Nella sua invisibilità, tuttavia, la sua realtà personale ci raggiunge e ci illumina interiormente: “Ma il Paràclito, lo Spirito Santo che il Padre manderà nel mio nome, lui vi insegnerà ogni cosa e vi ricorderà tutto ciò che io vi ho detto”.

Dio deve ben avere le sue ragioni per comportarsi così. Effettivamente, noi sappiamo per esperienza che non vi è amore vero che nel rispetto della libertà altrui. Se Dio apparisse in tutto il suo splendore e in tutta la sua onnipotenza, Egli farebbe istantaneamente sparire ogni altra esistenza. Come diceva una bambina: “la mamma mi insegna a camminare indietreggiando”. Il nostro camminare è impossibile senza l’insegnamento, l’azione soprannaturale e la protezione di Dio. Eppure il nostro Dio ci fa camminare proprio ritraendosi, sposandosi all’indietro, lasciando così strada aperta, che noi possiamo percorrere per raggiungerLo, come fa ogni bimbo che impara a camminare cercando di raggiungere il padre o la madre, che lo guidano, lo assistono e proteggono.

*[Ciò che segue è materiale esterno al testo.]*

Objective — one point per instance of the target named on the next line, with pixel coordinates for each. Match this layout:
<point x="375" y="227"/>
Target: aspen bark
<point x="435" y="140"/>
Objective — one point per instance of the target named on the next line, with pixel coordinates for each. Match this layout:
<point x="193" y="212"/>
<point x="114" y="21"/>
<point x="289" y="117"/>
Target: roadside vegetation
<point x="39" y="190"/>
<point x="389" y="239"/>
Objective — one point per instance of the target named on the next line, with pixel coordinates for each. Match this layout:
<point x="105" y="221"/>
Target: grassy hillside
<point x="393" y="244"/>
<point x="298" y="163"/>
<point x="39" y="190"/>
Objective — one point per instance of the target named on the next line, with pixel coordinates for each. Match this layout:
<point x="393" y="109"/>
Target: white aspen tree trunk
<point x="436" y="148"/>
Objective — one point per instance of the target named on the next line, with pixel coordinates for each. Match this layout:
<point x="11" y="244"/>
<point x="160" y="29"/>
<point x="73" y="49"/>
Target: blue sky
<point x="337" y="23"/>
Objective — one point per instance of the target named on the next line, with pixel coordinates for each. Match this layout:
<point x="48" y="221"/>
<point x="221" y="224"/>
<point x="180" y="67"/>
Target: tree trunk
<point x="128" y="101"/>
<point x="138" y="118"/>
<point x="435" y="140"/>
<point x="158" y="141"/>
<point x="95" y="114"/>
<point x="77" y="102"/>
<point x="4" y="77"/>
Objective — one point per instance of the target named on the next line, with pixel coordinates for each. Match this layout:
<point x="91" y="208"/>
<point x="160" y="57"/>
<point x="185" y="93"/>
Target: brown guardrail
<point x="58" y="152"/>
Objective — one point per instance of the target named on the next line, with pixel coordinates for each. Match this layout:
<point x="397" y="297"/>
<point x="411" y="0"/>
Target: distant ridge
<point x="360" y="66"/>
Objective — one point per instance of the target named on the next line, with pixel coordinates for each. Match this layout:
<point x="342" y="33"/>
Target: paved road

         In più, Dio non è veramente interessante per noi che se Egli non è, come noi, uno degli enti di questo mondo. Se Egli fosse semplicemente al nostro livello, noi non avremmo alcun bisogno di Lui. Se Egli non ci sorpassasse, a che servirebbe un “piccolo dio” a portata delle nostre mani? O Dio non esiste, oppure Egli è “trascendenza”, “mistero”.

Quando lo Spirito di Dio invade lo spirito di un uomo, gli lascia tutta la sua personalità, lo fa esistere ancor di più davanti a Lui, lo dilata nell’amore.

         Nei racconti della Pentecoste, gli effetti vengono a manifestare che lo Spirito è dato a qualcuno: vi è dapprima un fenomeno di apertura all’altro, cioè di amore. Il parossismo dell’amore è il perdono. Il peccato è la chiusura in sé. Ogni effusione dello Spirito d’amore è la promessa di una conversione dell’uomo. E questo si manifesta subito con un invio in missione verso gli altri: “Come il Padre ha inviato me, così io vi invio”. Il miracolo delle lingue è il miracolo di un’umanità che esce da sé e che si mette a parlare la lingua dell’altro. Finalmente una comunicazione, una comunione vera si instaura.

         Venga questo soffio nuovo dello Spirito Santo sul nostro mondo lacerato !




Preghiera dei fedeli



Introduzione del celebrante

In comunione con tutta la Chiesa e insieme con Maria, Madre del Signore, invochiamo il dono dello Spirito

che Gesù ha promesso.



Ripetiamo insieme: VIENI SPIRITO SANTO



1.   Signore Dio nostro, ti domandiamo il dono del tuo Santo Spirito per conoscerti, accoglierti, amarti come Maria e gli Apostoli,

Noi ti preghiamo:VIENI SPIRITO SANTO



2.   Ti affidiamo Papa Francesco, il nostro vescovo e tutti i sacerdoti:  Preghiamo per tutti i gruppi ecclesiali, perché in spirito di unità vivano la missione della Chiesa nel mondo,

Noi ti preghiamo:VIENI SPIRITO SANTO



3.   Rinnova o Spirito Santo la faccia della terra, ridona speranza alle famiglie; serenità, pace, prosperità ai popoli. Ti preghiamo per il nostro paese e la nostra città

Noi ti preghiamo:VIENI SPIRITO SANTO



4.   Ti affidiamo o Signore i ragazzi e i giovani; accompagnàti da veri educatori possano crescere in un’esperienza di vera amicizia e di fiducia,

Noi ti preghiamo:VIENI SPIRITO SANTO



Conclusione del celebrante

O Signore, il tuo Santo Spirito ci aiuti a vivere, sperare, amare, nell’unità della Chiesa.